Ranger McEntire of the Malheur National Forest (Eastern Oregon), Winter 1912 - 1913
A repost from this blog circa 2005
In 1887, 14 years before he became President, Theodore Roosevelt joined with a distinguished group of sporting Americans -- including George Bird Grinnell, William Tecumseh Sherman, John Lacey, and Gifford Pinchot -- to form the Boone and Crockett Club. The men who created the Boone and Crockett Club were all dedicated hunters. Grinell was editor of Field and Stream magazine, a hunting and fishing journal, and as editor, he was shocked at the rapid depletion of America’s wildlife due to unregulated market hunting
Though by charter the Boone and Crockett Club numbered only 100 people, it was a very influential group. John Lacey eventually became a Member of Congress from Iowa and, in 1900, just before Roosevelt became President, he managed to get Congress to pass the Lacey Act which made it a federal crime to transport wild game across state lines if had been killed in violation of state laws — the first federal restriction on commercial market hunting in the United States.
Roosevelt, of course, became Vice President and then President upon the assassination of William McKinnley. An avid sport hunter, Roosevelt was also an accomplish naturalist, and counted among his friends John Muir, the founder of the Sierra Club, and best-selling wildlife author John Burroughs.
It is hard to overstate the importance of hunting in Roosevelt’s life. Suffice it to say that he chose not to run for President after his second term so that he could go to Africa on a year-long safari, hunting big game and collecting specimens for the Smithsonian Institution.
During his presidency (1901 to 1911), Roosevelt more than tripled the National Forest system to 148 million acres (and made Gifford Pinchot the first Chief of the U.S. Forest Service), oversaw the creation of 150 new national forest areas in 21 states, created four national game preserves, 51 federal bird sanctuaries, and established 18 national monuments. No president, before or since, has created such a sweeping public lands legacy.
In 1911, shortly after Roosevelt left office, Congress passed the Weeks Act to authorize the purchase of forest lands in the east. Much of this land later became part of the National Forest system in the eastern United States.
That same year the American Game Protective Association (AGPA) was founded and funded by gun and ammunition companies such as Winchester. This was the first sportsman-supported organization in the U.S. with a full-time professional staff, and it was later renamed the Wildlife Management Institute.
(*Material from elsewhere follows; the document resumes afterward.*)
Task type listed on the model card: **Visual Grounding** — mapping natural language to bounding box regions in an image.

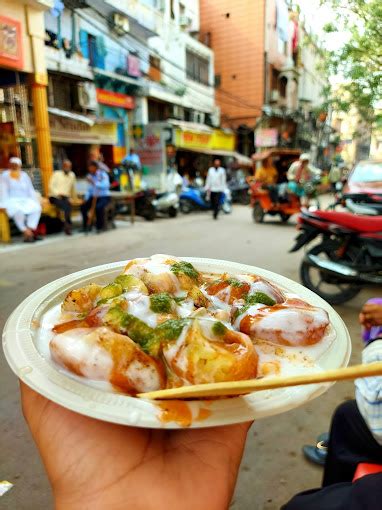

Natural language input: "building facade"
[0,0,53,189]
[200,0,330,159]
In 1913, the shooting of migratory birds was regulated — the first step toward building back game bird populations deeply impacted by over-hunting.
America’s hunters lead the charge for wildlife habitat protection and the regulation of hunting seasons, providing an intellectual and moral framework now known as “hook and bullet conservation”.
Hook and bullet conservation has produced truly astounding results in the U.S. over the course of the last 100 years. Despite a three-fold increase in the U.S. population since 1900, we now have more bear, cougar, buffalo, turkey, elk, geese, duck, fox, raccoon, possum, alligator, groundhog, bald eagle, pronghorn, wolf, coyote, bobcat, and deer than at any time in the last 100 years. Beaver, turkey and river otter have been reintroduced into areas where they were wiped out, and wolf, elk and cougar are beginning to return to the east.
All of this has been made possible because the land and the forest -- otherwise voiceless -- has a voting constituency among American hunters and anglers. Not all hunters and anglers are good sportsmen who understand the need for conservation, but all good sportsmen are conservationists who understand the value of habitat and self-restraint.